São Paulo – The Arab Brazilian Chamber of Commerce will hold, on February 6, 2018, in São Paulo, the Brazil-Arab Countries Economic Forum, to discuss topics such as trade, investments, food security, energy, tourism, innovation and logistics, and to gather entrepreneurs from both regions. The initiative has the support of the Union of Arab Chambers and the Arab League.
The date was confirmed in meetings which the CEO of the Arab Chamber, Michel Alaby, attended this week at the Union’s and Arab League’s headquarters, in Beirut and Cairo, respectively. The union is a corporate arm of the League and the Arab Brazilian Chamber of Commerce is a member.
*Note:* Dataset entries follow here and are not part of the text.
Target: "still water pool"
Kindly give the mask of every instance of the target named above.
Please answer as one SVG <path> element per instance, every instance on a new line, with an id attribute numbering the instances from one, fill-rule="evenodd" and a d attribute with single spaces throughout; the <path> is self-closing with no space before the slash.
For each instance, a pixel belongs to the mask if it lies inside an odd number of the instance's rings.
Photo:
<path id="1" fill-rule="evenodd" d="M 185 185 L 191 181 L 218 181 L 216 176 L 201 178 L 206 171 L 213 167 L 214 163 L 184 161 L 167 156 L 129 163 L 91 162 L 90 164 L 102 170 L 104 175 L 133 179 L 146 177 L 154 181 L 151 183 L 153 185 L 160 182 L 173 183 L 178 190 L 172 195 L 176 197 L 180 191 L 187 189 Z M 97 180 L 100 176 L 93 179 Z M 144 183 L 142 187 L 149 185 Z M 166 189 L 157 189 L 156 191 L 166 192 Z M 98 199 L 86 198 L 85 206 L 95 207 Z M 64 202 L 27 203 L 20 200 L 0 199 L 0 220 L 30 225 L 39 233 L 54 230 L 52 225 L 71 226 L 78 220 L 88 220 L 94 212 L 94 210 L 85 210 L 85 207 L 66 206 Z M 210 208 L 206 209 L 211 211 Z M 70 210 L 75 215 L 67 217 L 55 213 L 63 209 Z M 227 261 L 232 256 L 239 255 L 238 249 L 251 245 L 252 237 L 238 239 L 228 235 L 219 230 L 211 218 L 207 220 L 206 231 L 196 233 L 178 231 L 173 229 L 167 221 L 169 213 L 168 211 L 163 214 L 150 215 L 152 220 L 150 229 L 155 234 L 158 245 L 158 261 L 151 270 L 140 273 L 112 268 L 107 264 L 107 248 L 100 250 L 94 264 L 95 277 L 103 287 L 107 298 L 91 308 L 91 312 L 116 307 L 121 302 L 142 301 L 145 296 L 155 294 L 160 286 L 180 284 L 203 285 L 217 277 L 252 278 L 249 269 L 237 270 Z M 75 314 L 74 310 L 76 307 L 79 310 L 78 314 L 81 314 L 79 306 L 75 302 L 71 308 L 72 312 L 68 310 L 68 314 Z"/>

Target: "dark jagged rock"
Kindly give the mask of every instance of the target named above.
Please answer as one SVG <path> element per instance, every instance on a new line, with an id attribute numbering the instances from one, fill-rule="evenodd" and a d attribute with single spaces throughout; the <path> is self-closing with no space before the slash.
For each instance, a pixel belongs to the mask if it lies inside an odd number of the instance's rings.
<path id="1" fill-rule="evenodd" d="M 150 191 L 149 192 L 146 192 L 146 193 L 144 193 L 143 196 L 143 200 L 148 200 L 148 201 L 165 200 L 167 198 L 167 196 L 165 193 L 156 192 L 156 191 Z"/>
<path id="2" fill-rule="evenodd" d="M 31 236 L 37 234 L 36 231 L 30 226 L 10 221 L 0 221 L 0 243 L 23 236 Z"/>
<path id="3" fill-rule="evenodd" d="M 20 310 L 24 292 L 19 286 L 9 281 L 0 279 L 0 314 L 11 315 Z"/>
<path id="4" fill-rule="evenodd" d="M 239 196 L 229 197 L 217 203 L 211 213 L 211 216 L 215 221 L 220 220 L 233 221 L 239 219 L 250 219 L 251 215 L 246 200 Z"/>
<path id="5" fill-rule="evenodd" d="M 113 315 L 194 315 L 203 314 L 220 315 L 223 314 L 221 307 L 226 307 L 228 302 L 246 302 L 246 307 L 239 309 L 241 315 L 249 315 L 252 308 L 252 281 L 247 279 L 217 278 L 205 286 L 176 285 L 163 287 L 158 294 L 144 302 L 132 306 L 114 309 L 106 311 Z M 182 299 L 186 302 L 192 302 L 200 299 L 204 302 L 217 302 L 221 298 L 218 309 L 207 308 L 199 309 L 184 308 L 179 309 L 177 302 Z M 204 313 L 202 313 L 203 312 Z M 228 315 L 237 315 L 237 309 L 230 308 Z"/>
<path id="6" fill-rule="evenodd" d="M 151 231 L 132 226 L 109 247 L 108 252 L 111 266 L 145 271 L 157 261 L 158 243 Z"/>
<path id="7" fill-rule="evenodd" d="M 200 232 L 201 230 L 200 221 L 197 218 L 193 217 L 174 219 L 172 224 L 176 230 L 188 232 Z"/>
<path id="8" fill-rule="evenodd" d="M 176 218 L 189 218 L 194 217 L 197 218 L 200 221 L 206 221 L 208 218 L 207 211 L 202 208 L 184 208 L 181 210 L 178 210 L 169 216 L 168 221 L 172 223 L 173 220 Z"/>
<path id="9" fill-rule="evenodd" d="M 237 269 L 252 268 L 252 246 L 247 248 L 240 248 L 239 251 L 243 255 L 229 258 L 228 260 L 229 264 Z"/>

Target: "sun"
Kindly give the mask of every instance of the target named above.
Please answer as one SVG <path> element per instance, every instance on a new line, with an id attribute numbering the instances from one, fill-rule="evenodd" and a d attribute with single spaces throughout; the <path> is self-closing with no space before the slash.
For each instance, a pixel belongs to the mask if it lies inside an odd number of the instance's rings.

Besides the Forum, a Brazil-Jordan corporate event and a meeting of CEOs of the Arab-Foreign Joint Chambers are scheduled. The idea to organize these events came up in a meeting that the president of the Arab Brazilian Chamber of Commerce, Rubens Hannun, had with the Union’s president, Nael Al Kabariti, in Amman, Jordan, in September. Kabariti is also president of the Jordan Chamber of Commerce.
In Beirut, Alaby met with the Union’s CEO, Khaled Hanafy, and the director responsible for the Arab-Foreign Joint Chambers, Hoda Katchan. In addition to the forum’s date, they talked about the schedule, the topics to be discussed and possible speakers. Representatives from governments and private sectors of Brazil and the Arab countries will be invited. ANBA will release the schedule when it’s completed.
In Cairo, the CEO of the Arab Chamber had a meeting with ambassadress Manal Mowafi, head of the division of Chambers of Commerce and the Private Sector of the Arab League, and with the director of the Department of Economic Relations of the Arab League, Tamer Zaidan. The topics discussed were the same.
Qatar
Before taking off to Beirut, Alaby took part on Sunday (12) in the last stage of a mission by the Brazilian government to five Arab countries in the Gulf to promote investments in Brazil.
In Doha, Qatar, the delegation headed by the secretary of Project Coordination of the Investment Partnership Program (PPI), Tarcísio Gomes de Freitas, met with executives from the sovereign fund Qatar Investment Authority (QIA) and from the Qatar Development Bank (QDB).
According to Alaby, the QIA’s representatives asked a lot of questions about airport concessions in Brazil and pre-salt oil exploration and production. In the last bidding rounds held by the National Agency of Petroleum, Natural Gas and Biofuels (ANP), the state-owned Qatar Petroleum, in a consortium with Shell and Chinese company CNOOC, was awarded one of the blocks offered. Shell is the operator with a 55% share, while Qatar Petroleum has 25% and CNOOC holds 20%.